Artificial intelligence (AI) is the driving force of digital transformation. It helps organisations work smarter, reduce operational costs, and provide a more personalised customer experience. And AI for small businesses has significantly unlocked new avenues for growth in the area of small business, from machine learning algorithms to automated systems.
The opportunities to use AI to target and generate leads, to use AI scheduling tools to manage social media, and to leverage AI in marketing in a way to target specific audiences and personalise content are huge! But with great power comes great responsibility.

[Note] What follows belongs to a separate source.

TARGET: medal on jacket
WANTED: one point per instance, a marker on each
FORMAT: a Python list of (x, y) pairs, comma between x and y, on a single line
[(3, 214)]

Key Ethical Concerns in AI Adoption
- Data Privacy and Consent
AI systems are inherently data-hungry. Businesses are required to collect data in an ethical manner and adhere to privacy legislation such as the General Data Protection Regulation (GDPR) and the California Consumer Privacy Act (CCPA). It is critical that businesses explain to affected consumers how their data is collected, used, and stored when using AI tools and software to automate decision-making or analyse customer preferences.
- Bias in Machine Learning Models
Machine learning algorithms are trained on past data. This data may have a historical bias, which is “invisible.” Such biases can lead to discriminatory action, particularly in decision-making in hiring, lending, and marketing. Businesses should conduct regular auditing of their AI models to assess training data, equity, and fairness to avoid simply perpetuating societal inequities through their AI.
- Transparency and Explainability
Many AI models can be thought of, at times, as “black boxes” that process information and render decisions without elucidating rationale. The situation can be particularly problematic when the decision-making of AI determines life-altering results such as accepting loans or building shortlists for hiring and requesting interviews. Proponents of explainable AI promote measures of transparency when using artificial intelligence in making decisions. These accountability measures can also help build trust among stakeholders as it relates to AI.
- Job Loss and Workforce Impact
AI automation of business processes and enhanced productivity tools can improve efficiency but also can lead to the dynamics of human job loss. Ethical businesses need to consider the societal implications and ramifications of technology for the automation of processes, particularly if staff lose their jobs. Businesses need to invest in the continuous upskilling and reskilling of any employee working with or affected by AI.
- Security Risks and Misuse
AI software can be misused if not properly secured. These scenarios could provide opportunities for AI chatbots or other automation tools to be misused to spread misinformation or conduct phishing attacks. Companies need to take appropriate cybersecurity measures to prevent misuses and to protect their systems from bad actors.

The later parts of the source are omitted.